SQL Server-ing you

A blog about SQL Server

SQL Server – How to implement a sliding windows partition strategy on a table

with one comment

When a table grows big,  it’s important to start thinking about partitioning.

The answer to the question of  “When is it a good time to start implementing partitions?” is: It depends. If your queries takes more than a minute on your current hardware after optimizing your SQL code then it might be a good idea to consider it.

The stored procedures that follows support a table with 1.7 billion rows and still growing.

This post address the question after the decision have been made to implement partitioning:

For this sliding windows partitioning strategy, following decisions have been made:

1) The table will be partitioned daily on the creation date
2) Each day is stored on a different filegroup and data file
3) Filegroup and data file have the following name: tablename_yyyymmdd
4) Data will be removed from the table after 28 days as well as the filegroup and data file.
5) We have decided to start loading data from 2009/07/01 only.

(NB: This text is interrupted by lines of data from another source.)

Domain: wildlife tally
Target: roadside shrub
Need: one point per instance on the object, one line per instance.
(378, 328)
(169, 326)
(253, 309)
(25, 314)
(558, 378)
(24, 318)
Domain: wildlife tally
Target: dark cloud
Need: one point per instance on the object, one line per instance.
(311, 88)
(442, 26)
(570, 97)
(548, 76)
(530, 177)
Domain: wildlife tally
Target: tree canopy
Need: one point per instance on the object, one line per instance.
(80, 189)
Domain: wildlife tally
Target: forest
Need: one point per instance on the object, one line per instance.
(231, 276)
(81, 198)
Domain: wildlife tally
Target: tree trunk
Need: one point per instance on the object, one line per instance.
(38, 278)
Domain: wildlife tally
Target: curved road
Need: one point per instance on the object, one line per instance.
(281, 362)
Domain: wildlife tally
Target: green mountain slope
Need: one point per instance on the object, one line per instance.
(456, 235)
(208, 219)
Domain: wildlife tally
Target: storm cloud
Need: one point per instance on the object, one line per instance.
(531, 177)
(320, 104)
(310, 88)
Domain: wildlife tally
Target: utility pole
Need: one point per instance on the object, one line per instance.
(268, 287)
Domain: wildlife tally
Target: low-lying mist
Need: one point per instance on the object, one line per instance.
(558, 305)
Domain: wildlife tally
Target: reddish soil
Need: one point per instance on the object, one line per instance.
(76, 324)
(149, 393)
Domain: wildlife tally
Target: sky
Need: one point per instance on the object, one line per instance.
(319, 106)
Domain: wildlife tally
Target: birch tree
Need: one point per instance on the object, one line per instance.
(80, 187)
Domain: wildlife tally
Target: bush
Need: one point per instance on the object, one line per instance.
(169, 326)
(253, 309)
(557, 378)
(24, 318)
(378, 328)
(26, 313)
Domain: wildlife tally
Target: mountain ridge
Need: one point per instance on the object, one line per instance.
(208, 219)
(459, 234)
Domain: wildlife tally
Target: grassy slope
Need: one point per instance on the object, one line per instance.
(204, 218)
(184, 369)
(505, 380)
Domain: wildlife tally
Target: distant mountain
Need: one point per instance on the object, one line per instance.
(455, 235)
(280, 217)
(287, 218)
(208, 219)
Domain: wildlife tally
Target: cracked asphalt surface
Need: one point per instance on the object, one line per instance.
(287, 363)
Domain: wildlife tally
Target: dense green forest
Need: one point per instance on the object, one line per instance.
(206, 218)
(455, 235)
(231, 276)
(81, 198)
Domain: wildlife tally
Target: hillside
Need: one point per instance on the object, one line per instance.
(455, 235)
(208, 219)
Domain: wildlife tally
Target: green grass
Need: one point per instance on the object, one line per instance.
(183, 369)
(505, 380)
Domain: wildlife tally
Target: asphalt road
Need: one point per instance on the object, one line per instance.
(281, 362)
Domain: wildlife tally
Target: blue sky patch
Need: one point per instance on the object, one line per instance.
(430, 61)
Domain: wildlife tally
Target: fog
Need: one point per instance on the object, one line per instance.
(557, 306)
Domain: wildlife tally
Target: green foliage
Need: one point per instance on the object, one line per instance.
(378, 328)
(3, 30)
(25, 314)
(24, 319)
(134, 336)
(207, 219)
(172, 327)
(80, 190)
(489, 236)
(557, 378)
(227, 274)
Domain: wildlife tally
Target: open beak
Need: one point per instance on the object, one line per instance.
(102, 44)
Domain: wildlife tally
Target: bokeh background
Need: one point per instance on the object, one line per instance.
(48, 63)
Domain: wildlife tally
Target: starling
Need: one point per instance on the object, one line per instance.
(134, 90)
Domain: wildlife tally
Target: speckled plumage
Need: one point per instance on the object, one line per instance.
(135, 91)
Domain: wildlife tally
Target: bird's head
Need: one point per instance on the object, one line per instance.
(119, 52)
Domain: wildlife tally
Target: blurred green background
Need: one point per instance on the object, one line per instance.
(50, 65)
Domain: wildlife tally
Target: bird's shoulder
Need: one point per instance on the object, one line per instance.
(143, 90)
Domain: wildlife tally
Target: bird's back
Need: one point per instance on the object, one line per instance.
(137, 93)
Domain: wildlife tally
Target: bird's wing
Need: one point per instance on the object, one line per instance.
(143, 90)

First of all we need to create the partitioning functions and scheme that our table will use and we need at least a few filegroups with datafiles for that.

database structure

CREATE PARTITION FUNCTION [pfnTableName](smalldatetime)
AS RANGE RIGHT
FOR VALUES (‘2009/07/01’, ‘2009/07/02′,’2009/12/2020’)

What’s important to notice here is that the partition will use a “RANGE RIGHT” function. The dates are just boundaries and the partitions will start from these dates on the right so everything bigger than 2009/07/01 will be the partition No2. What’s partition No1 then? It’s everything else that’s before ‘2009/07/01’.  We will see that with the partition scheme below

CREATE PARTITION SCHEME [pschTableName]
AS PARTITION [fnSmartSearchAssignments]
TO ([PRIMARY], [tablename_20090701],[tablename_20090702], [PRIMARY])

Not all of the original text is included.